HANDLING:
Fill in the values you think are appropriate. The default values are the values that worked best in the first test runs. Many criteria are evaluated (see 'THE VALUES' below for details).
A final "quality-value" (percentage) for each sequence is calculated and all sequences below the given threshold may get marked.
HOW IT WORKS:
In the section "weights" you have quite a few options to fill in.
These are some of the criteria used to evaluate the quality of the sequences.. The values represent the share of the criteria in the final evaluation-formula. All values represent percentages, therefore all values together should sum up to 100.

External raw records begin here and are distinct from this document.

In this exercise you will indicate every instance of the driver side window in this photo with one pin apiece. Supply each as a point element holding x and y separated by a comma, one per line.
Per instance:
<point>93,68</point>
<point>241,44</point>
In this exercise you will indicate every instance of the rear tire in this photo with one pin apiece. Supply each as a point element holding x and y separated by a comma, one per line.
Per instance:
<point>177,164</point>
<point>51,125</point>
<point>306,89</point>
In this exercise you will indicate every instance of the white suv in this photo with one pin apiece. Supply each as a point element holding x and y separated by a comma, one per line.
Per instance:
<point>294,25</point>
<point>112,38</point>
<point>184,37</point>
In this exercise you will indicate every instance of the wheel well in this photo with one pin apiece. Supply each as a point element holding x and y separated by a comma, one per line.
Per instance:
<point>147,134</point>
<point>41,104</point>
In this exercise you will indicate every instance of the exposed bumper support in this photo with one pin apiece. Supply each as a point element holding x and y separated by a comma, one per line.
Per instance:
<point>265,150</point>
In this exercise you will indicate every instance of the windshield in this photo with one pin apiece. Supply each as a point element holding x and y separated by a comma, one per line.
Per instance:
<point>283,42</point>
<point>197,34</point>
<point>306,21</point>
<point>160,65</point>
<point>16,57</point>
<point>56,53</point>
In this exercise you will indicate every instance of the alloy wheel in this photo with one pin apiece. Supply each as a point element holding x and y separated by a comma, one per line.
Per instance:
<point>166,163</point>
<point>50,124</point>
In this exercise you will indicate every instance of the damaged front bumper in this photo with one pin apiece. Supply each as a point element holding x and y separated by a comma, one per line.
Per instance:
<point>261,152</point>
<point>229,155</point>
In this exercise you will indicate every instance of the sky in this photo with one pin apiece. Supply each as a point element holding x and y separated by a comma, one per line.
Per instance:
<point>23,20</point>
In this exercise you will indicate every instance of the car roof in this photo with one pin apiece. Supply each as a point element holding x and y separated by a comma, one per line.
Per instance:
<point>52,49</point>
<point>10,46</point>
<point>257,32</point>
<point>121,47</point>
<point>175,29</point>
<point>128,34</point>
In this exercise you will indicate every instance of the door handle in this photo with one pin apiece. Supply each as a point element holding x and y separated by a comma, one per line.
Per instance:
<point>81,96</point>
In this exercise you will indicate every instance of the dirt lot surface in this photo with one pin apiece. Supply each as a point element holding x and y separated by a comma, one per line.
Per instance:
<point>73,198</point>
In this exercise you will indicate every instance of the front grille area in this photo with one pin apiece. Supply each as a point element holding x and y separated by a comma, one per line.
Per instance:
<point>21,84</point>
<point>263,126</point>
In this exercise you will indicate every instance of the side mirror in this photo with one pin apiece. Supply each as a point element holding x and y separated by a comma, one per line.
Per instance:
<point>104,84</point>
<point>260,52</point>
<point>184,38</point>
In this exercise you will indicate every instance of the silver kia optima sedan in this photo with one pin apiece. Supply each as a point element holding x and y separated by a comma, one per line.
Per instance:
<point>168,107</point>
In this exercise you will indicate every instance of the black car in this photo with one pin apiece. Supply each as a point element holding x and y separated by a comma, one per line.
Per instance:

The final evaluation value is stored in the field 'quality/ali_XXX/evaluation'.
THE WEIGHTS:
Base analysis:
This is the number of bases that are stored in the sequence. "-" and "." are not counted.
Deviation:
This is the deviation of the number of bases from a sequence to the average number of bases in a group.
No Helices:
This is the number of positions in a sequence where a helix structure is expected, but base pairings form no bond (i.e. are one of AA AC CC CT CU TT UU).

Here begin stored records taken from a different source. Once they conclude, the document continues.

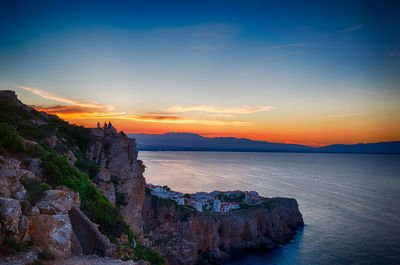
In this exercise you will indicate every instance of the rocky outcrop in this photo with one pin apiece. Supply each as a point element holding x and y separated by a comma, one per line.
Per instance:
<point>10,213</point>
<point>10,173</point>
<point>92,241</point>
<point>46,222</point>
<point>116,155</point>
<point>53,233</point>
<point>58,201</point>
<point>189,237</point>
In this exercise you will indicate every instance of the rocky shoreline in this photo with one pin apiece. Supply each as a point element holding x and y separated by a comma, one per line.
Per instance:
<point>189,237</point>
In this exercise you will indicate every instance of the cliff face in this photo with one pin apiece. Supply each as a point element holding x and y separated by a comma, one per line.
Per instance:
<point>120,172</point>
<point>186,237</point>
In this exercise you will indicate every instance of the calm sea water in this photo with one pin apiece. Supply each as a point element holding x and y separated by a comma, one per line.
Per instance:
<point>350,203</point>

The number of weak and strong base pairings are also calculated and stored in quality database fields ('number_of_weak_helix' and 'number_of_strong_helix'), but are NOT used for the final evaluation value.
It is not possible to define which base pairings count as "none", "weak" or "strong", like possible in
´Define Helix Symbols´. The sequence quality tool always uses the default values.
Consensus:
For each named group found in the tree (selected below) a consensus sequence is calculated.
Every species' sequence is compared against the consensus sequences of all groups of which the species is a member.
That comparison uses conformity with and deviation from the consensus sequence.
IUPAC:
This is the number of IUPAC-ambiguity-codes stored in a sequence.
GC proportion:
This is the deviation in GC proportion from a sequence to group.